Single by James Brown

from the album Get Up Offa That Thing
- B-side: "Release the Pressure"
- Released: May 1976
- Recorded: April 1976
- Studio: Criteria Studios, Miami, Florida
- Genre: Funk; disco;
- Length: 4:11 (Get Up Offa That Thing); 5:27 (Release the Pressure);
- Label: Polydor 14326
- Songwriters: Deanna Brown; Deidre Brown; Yamma Brown;
- Producer: James Brown

James Brown charting singles chronology
| "(I Love You) For Sentimental Reasons" (1976) | "Get Up Offa That Thing" (1976) | "I Refuse to Lose" (1976) |

Audio video
- "Get Up Offa That Thing (Release The Pressure)" on YouTube

= Get Up Offa That Thing =

"Get Up Offa That Thing" is a song written and performed by James Brown. It was released in 1976 as a two-part single (the B-side, titled "Release the Pressure", is a continuation of the same song). It reached #4 on the R&B chart, briefly returning Brown to the Top Ten after a year's absence, and #45 on the Billboard Hot 100. Thanks to its chart success, the song became Brown's biggest hit of the late 1970s. The song's lyrics urge listeners to "Get up offa that thing / and dance 'til you feel better." Due to his troubles with the IRS for failure to pay back taxes, Brown credited authorship of the song to his wife Deidre and their daughters, Deanna and Yamma Brown.

==Background==
According to Brown, the inspiration for "Get Up Offa That Thing" came to him during a club performance in Fort Lauderdale:The audience was sitting down, trying to do a sophisticated thing, listening to funk. One of the tightest bands they'd ever heard in their lives, and they were sitting. I had worked hard and dehydrated myself and was feeling depressed. I looked out at all those people sitting there, and because I was depressed they looked depressed. I yelled, "Get up offa that thing and dance til you feel better!" I probably meant until I felt better.

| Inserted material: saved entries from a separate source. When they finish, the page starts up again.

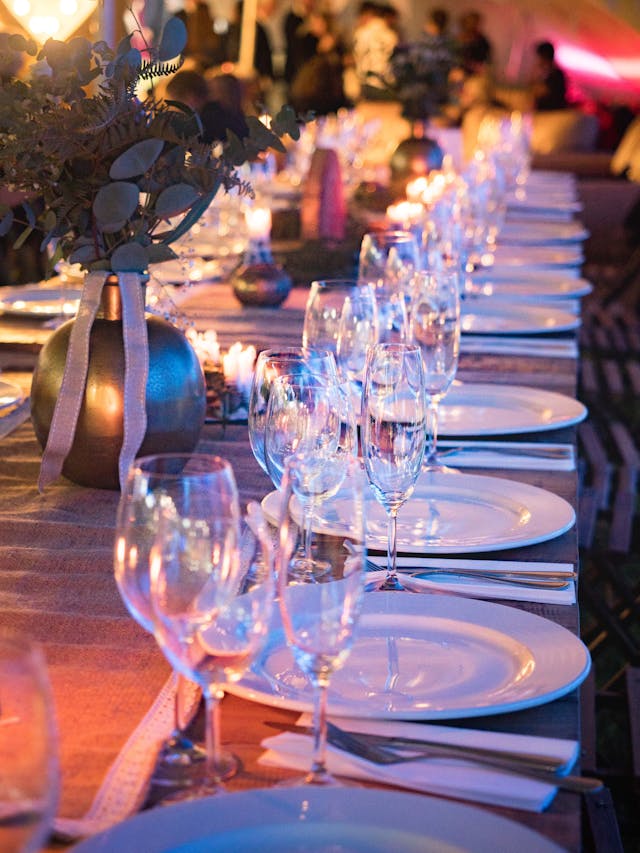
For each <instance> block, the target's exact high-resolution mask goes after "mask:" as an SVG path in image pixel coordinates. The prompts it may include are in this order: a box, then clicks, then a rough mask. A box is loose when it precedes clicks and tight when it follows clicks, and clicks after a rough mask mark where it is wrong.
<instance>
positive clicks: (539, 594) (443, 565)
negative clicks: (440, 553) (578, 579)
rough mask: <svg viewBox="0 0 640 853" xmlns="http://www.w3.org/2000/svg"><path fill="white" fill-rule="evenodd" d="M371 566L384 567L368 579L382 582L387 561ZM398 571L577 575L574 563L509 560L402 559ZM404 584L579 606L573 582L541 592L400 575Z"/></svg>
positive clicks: (424, 589) (372, 572) (458, 575)
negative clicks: (492, 572) (575, 571)
mask: <svg viewBox="0 0 640 853" xmlns="http://www.w3.org/2000/svg"><path fill="white" fill-rule="evenodd" d="M368 559H369V562H371V563H375V564H376V565H377V566H380V571H379V572H369V573H368V574H367V578H369V579H370V580H371V581H374V582H375V581H377V580H382V578H383V577H384V574H385V570H386V565H387V558H386V557H374V556H369V558H368ZM398 568H405V569H419V568H425V569H427V568H435V569H438V568H450V569H451V571H452V573H455V570H456V569H478V570H479V571H486V572H492V571H494V572H499V571H503V572H504V571H510V572H517V571H522V572H526V571H533V570H535V571H539V572H548V573H549V574H553V573H554V572H558V571H562V572H564V571H566V572H571V571H573V569H574V567H573V565H571V563H541V562H535V563H524V562H515V561H513V562H512V561H510V560H509V561H507V560H456V559H451V558H446V559H438V558H431V557H422V556H416V557H398ZM400 580H401V582H402V583H403V584H404V585H405V586H406V587H407V589H416V590H417V591H420V590H424V591H425V592H450V593H451V592H452V593H455V594H457V595H465V596H467V597H468V598H494V599H500V600H504V601H532V602H537V603H538V604H575V602H576V586H575V583H574V581H570V582H569V584H568V585H567V586H566V587H563V588H562V589H540V588H535V589H534V588H533V587H528V586H522V585H519V584H509V583H499V582H497V581H490V580H482V579H477V578H469V577H461V576H459V575H458V576H456V575H455V574H450V575H448V574H442V575H440V574H438V575H431V576H430V577H429V578H424V579H423V578H416V577H409V576H406V575H402V574H400Z"/></svg>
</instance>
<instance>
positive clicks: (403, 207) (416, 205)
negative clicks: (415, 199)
mask: <svg viewBox="0 0 640 853" xmlns="http://www.w3.org/2000/svg"><path fill="white" fill-rule="evenodd" d="M423 216H424V207H423V206H422V205H421V204H418V203H417V202H413V201H400V202H398V203H397V204H390V205H389V207H388V208H387V219H388V220H389V222H390V223H391V224H392V225H394V226H397V227H399V228H402V229H404V230H406V231H410V230H411V228H412V227H413V226H415V225H418V224H419V223H420V222H421V221H422V218H423Z"/></svg>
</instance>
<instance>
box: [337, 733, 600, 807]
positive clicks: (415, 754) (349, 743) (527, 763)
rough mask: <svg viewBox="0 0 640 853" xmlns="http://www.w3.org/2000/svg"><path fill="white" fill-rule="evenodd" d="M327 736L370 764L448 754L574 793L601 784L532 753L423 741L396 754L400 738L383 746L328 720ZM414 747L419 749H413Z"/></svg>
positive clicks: (347, 751) (589, 777)
mask: <svg viewBox="0 0 640 853" xmlns="http://www.w3.org/2000/svg"><path fill="white" fill-rule="evenodd" d="M327 740H328V742H329V743H330V744H331V745H332V746H335V747H337V748H338V749H341V750H343V751H344V752H349V753H351V754H352V755H356V756H358V757H359V758H364V759H365V760H366V761H371V762H372V763H373V764H380V765H395V764H403V763H406V762H409V761H419V760H421V759H424V758H427V757H429V756H433V757H441V758H445V757H448V758H458V759H461V760H464V761H472V762H474V763H477V764H481V765H483V766H485V767H489V768H493V769H496V770H501V771H502V772H505V773H513V774H516V775H519V776H526V777H530V778H532V779H538V780H539V781H541V782H546V783H548V784H550V785H554V786H555V787H557V788H562V789H563V790H567V791H573V792H574V793H587V792H589V791H597V790H600V789H601V788H602V787H603V783H602V781H601V780H600V779H594V778H591V777H587V776H572V775H560V774H559V768H556V769H550V768H549V767H545V766H536V764H535V756H532V757H531V758H533V761H531V760H527V758H523V757H519V758H518V759H517V760H516V759H514V758H513V757H505V756H502V755H500V754H499V753H498V751H496V753H495V754H494V753H493V751H490V750H477V749H476V750H470V749H467V748H466V747H464V746H459V745H454V744H438V745H437V746H433V747H432V746H425V745H420V746H419V747H416V746H406V747H405V748H406V749H411V754H409V755H407V754H399V753H398V752H397V751H395V750H397V749H398V748H399V745H400V744H401V739H393V738H391V739H388V741H387V744H388V745H385V746H382V745H380V744H381V743H384V739H380V738H376V736H370V735H361V734H358V735H354V734H353V733H352V732H347V731H345V730H344V729H341V728H339V727H338V726H336V725H335V724H334V723H328V724H327ZM416 750H418V751H417V752H416Z"/></svg>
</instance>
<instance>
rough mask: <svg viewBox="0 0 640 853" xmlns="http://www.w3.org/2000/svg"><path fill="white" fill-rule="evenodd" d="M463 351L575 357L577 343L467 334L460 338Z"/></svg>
mask: <svg viewBox="0 0 640 853" xmlns="http://www.w3.org/2000/svg"><path fill="white" fill-rule="evenodd" d="M460 349H461V351H462V352H463V353H479V354H483V353H484V354H491V355H524V356H538V357H540V358H543V357H546V358H577V357H578V344H577V342H576V341H575V339H573V338H568V339H566V340H558V339H556V340H549V339H548V338H545V337H536V338H523V337H515V336H513V337H511V336H506V335H467V334H464V335H462V337H461V338H460Z"/></svg>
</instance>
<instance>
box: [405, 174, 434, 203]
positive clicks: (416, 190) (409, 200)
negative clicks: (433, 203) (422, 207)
mask: <svg viewBox="0 0 640 853" xmlns="http://www.w3.org/2000/svg"><path fill="white" fill-rule="evenodd" d="M428 185H429V183H428V181H427V178H426V177H425V176H424V175H421V176H420V177H419V178H414V179H413V180H412V181H409V183H408V184H407V198H408V199H409V201H413V202H420V201H422V194H423V193H424V191H425V190H426V189H427V187H428Z"/></svg>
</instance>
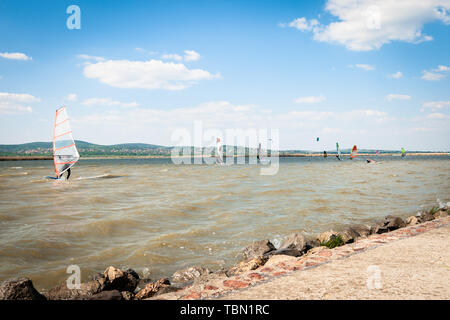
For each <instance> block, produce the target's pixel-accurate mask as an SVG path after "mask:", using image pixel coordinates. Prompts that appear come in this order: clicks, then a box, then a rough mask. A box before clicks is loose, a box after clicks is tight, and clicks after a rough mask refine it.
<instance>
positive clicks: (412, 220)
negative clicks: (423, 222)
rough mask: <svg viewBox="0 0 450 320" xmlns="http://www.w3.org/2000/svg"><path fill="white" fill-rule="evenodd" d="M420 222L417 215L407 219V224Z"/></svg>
mask: <svg viewBox="0 0 450 320" xmlns="http://www.w3.org/2000/svg"><path fill="white" fill-rule="evenodd" d="M418 223H419V219H417V217H415V216H411V217H408V218H407V219H406V225H407V226H414V225H416V224H418Z"/></svg>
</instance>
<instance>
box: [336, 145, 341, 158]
mask: <svg viewBox="0 0 450 320" xmlns="http://www.w3.org/2000/svg"><path fill="white" fill-rule="evenodd" d="M336 151H337V155H336V158H338V160H339V161H341V150H339V143H338V142H336Z"/></svg>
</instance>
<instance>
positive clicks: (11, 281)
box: [0, 277, 46, 300]
mask: <svg viewBox="0 0 450 320" xmlns="http://www.w3.org/2000/svg"><path fill="white" fill-rule="evenodd" d="M0 300H46V298H45V296H43V295H42V294H40V293H39V292H38V291H37V290H36V289H35V288H34V286H33V282H32V281H31V280H30V279H29V278H25V277H21V278H15V279H11V280H6V281H4V282H2V283H1V284H0Z"/></svg>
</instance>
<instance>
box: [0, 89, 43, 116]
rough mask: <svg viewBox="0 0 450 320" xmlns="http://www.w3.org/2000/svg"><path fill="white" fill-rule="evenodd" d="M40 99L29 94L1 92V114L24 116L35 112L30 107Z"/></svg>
mask: <svg viewBox="0 0 450 320" xmlns="http://www.w3.org/2000/svg"><path fill="white" fill-rule="evenodd" d="M39 101H40V99H39V98H36V97H34V96H32V95H31V94H27V93H8V92H0V114H24V113H30V112H32V111H33V108H32V107H31V106H30V105H29V104H31V103H35V102H39Z"/></svg>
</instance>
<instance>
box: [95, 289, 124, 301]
mask: <svg viewBox="0 0 450 320" xmlns="http://www.w3.org/2000/svg"><path fill="white" fill-rule="evenodd" d="M87 300H123V297H122V294H121V293H120V291H119V290H108V291H102V292H100V293H97V294H94V295H92V296H90V297H88V298H87Z"/></svg>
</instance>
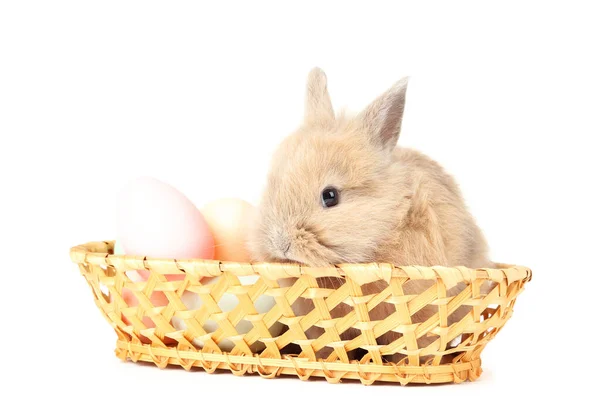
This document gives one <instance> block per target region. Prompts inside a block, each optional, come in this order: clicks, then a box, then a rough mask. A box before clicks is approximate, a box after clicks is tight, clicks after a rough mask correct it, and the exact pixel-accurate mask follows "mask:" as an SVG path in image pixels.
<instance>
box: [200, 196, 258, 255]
mask: <svg viewBox="0 0 600 400" xmlns="http://www.w3.org/2000/svg"><path fill="white" fill-rule="evenodd" d="M255 212H256V210H255V208H254V206H252V205H251V204H250V203H248V202H246V201H244V200H241V199H235V198H226V199H220V200H215V201H212V202H210V203H208V204H206V205H205V206H204V207H202V214H203V215H204V218H205V219H206V221H207V222H208V225H209V227H210V230H211V232H212V235H213V237H214V240H215V254H214V258H215V259H216V260H220V261H237V262H248V261H250V254H249V252H248V248H247V244H246V241H247V238H248V231H249V229H250V226H251V224H252V222H253V217H254V214H255Z"/></svg>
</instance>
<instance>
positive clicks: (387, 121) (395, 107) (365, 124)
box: [359, 77, 408, 151]
mask: <svg viewBox="0 0 600 400" xmlns="http://www.w3.org/2000/svg"><path fill="white" fill-rule="evenodd" d="M407 86H408V77H405V78H402V79H401V80H399V81H398V82H396V84H394V86H392V87H391V88H390V89H388V91H387V92H385V93H383V94H382V95H381V96H379V97H378V98H377V99H375V101H373V102H372V103H371V104H370V105H369V106H368V107H367V108H366V109H365V110H364V111H363V112H362V113H361V114H360V115H359V118H360V120H361V122H362V124H363V126H364V127H365V129H366V131H367V134H368V135H369V137H370V139H371V140H372V141H373V142H374V143H375V144H376V145H378V146H381V147H383V148H384V149H386V150H389V151H392V150H393V149H394V148H395V147H396V144H397V142H398V137H399V136H400V127H401V125H402V116H403V114H404V103H405V99H406V88H407Z"/></svg>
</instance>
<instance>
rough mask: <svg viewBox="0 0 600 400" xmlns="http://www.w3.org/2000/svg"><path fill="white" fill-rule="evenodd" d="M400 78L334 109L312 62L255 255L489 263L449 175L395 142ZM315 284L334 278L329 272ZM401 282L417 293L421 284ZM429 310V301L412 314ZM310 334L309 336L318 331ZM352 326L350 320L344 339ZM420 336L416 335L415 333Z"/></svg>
mask: <svg viewBox="0 0 600 400" xmlns="http://www.w3.org/2000/svg"><path fill="white" fill-rule="evenodd" d="M407 83H408V78H404V79H402V80H400V81H398V82H397V83H396V84H395V85H394V86H392V87H391V88H390V89H389V90H388V91H387V92H385V93H384V94H382V95H381V96H379V97H378V98H377V99H376V100H375V101H373V102H372V103H371V104H370V105H369V106H368V107H367V108H366V109H365V110H364V111H362V112H361V113H359V114H358V115H356V116H354V117H349V116H345V115H340V116H338V117H337V118H336V116H335V114H334V111H333V107H332V104H331V101H330V98H329V94H328V91H327V78H326V76H325V74H324V72H323V71H321V70H320V69H318V68H315V69H313V70H312V71H311V72H310V74H309V77H308V84H307V90H306V104H305V118H304V122H303V124H302V125H301V126H300V127H299V129H298V130H297V131H296V132H295V133H294V134H292V135H290V136H289V137H287V138H286V139H285V140H284V141H283V143H282V144H281V145H280V147H279V149H278V150H277V151H276V152H275V154H274V157H273V160H272V166H271V171H270V173H269V176H268V182H267V187H266V190H265V192H264V196H263V198H262V201H261V204H260V206H259V220H258V222H257V224H256V228H255V229H254V231H253V232H252V235H251V238H250V244H249V245H250V249H251V252H252V254H253V257H254V258H255V259H256V260H257V261H293V262H299V263H303V264H306V265H309V266H313V267H315V268H318V267H321V266H326V265H331V264H336V263H365V262H374V261H377V262H386V263H393V264H396V265H422V266H434V265H445V266H458V265H462V266H466V267H469V268H479V267H492V266H493V265H492V263H491V262H490V261H489V259H488V256H487V245H486V242H485V240H484V237H483V235H482V233H481V232H480V230H479V228H478V226H477V225H476V223H475V221H474V219H473V217H472V216H471V214H470V213H469V211H468V210H467V207H466V206H465V203H464V201H463V198H462V196H461V193H460V191H459V188H458V186H457V184H456V183H455V181H454V180H453V178H452V177H451V176H450V175H448V174H447V173H446V172H445V171H444V170H443V169H442V167H440V165H438V164H437V163H436V162H435V161H433V160H431V159H430V158H428V157H426V156H424V155H423V154H421V153H419V152H417V151H414V150H410V149H406V148H400V147H396V144H397V141H398V137H399V134H400V127H401V123H402V117H403V112H404V103H405V96H406V88H407ZM409 283H410V282H409ZM319 284H320V285H321V286H322V287H330V288H336V287H337V286H338V285H339V283H337V282H334V281H332V280H331V279H323V280H322V281H321V282H320V283H319ZM367 286H368V287H367V288H363V292H365V291H366V292H369V293H376V292H378V291H380V290H381V286H380V284H379V283H373V284H370V285H367ZM421 286H422V285H421ZM406 289H407V292H409V293H415V292H418V291H419V290H422V289H424V288H423V287H418V286H417V285H412V287H411V286H410V285H408V287H407V288H406ZM459 289H460V287H456V288H454V289H453V290H452V293H457V292H458V290H459ZM311 304H312V303H311V302H310V301H306V302H301V303H300V305H299V309H297V310H295V312H297V313H299V314H300V315H303V314H306V312H308V311H309V310H310V309H311V308H312V306H311ZM382 304H383V306H379V307H377V308H375V309H373V311H372V312H371V315H370V317H371V319H372V320H381V319H384V318H385V317H386V315H388V314H389V313H391V312H393V311H394V310H395V309H394V306H393V305H390V304H387V303H382ZM348 309H349V307H347V308H346V309H344V307H341V308H339V309H336V310H334V311H335V313H337V314H338V315H332V317H334V318H335V317H339V316H341V315H342V314H345V313H346V312H348ZM435 311H436V308H435V307H429V308H428V307H426V308H424V309H422V310H421V311H419V312H418V313H416V314H415V315H414V316H413V322H418V321H423V320H425V319H426V318H428V317H429V316H431V315H432V314H433V313H434V312H435ZM464 312H466V310H465V311H464ZM464 312H463V314H464ZM459 316H460V315H455V318H458V317H459ZM307 334H308V336H309V337H310V336H312V337H313V338H314V336H316V335H317V332H316V331H312V332H311V331H309V332H308V333H307ZM356 335H357V331H355V330H352V329H351V330H349V331H346V332H345V333H344V334H343V335H342V339H346V340H347V339H349V338H352V337H354V336H356ZM398 336H399V334H395V333H388V334H385V335H383V336H382V337H380V338H378V341H379V342H380V344H387V343H389V342H391V341H392V340H394V339H396V338H397V337H398ZM426 341H427V339H426V338H422V339H421V341H420V342H419V343H420V344H425V342H426ZM320 354H321V355H323V353H320ZM392 359H397V357H392Z"/></svg>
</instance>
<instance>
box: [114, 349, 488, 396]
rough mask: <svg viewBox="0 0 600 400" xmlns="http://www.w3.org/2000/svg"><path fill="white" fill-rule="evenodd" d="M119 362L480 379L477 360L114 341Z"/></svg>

Unlike most popular music of the time, which made sophisticated use of multitrack recording and other techniques, "Get Up Offa That Thing" was recorded live in the studio in only two takes.

Brown re-recorded "Get Up Offa That Thing" for the Doctor Detroit soundtrack album. He also performs the song during his guest appearance in the film. Other performances of the song appear on the albums Hot on the One, Live in New York, Live at Chastain Park, and Live at the Apollo 1995.

== Credits and personnel ==
- James Brown – lead vocal

with The J.B.'s:
- Russell Crimes – trumpet
- Holly Ferris – trombone
- St. Clair Pinckney – tenor saxophone
- Peyton Johnson – tenor saxophone
- Joe Poff Jr. - alto saxophone
- Jimmy Nolen – guitar
- Robert Lee Coleman – guitar
- Charles Sherrell – clavinet
- Melvin Parker – drums
- Will Lee – bass

== Chart performance ==

| Chart (1976) | Peak position |
|---|---|
| U.S. Billboard Hot 100 | 45 |
| U.S. Billboard National Disco Top 40 | 19 |
| U.S. Billboard Hot Soul Singles | 4 |

== Appearances in other media ==
- Miss America 2013 Mallory Hagan performed a tap dance to this song as her talent.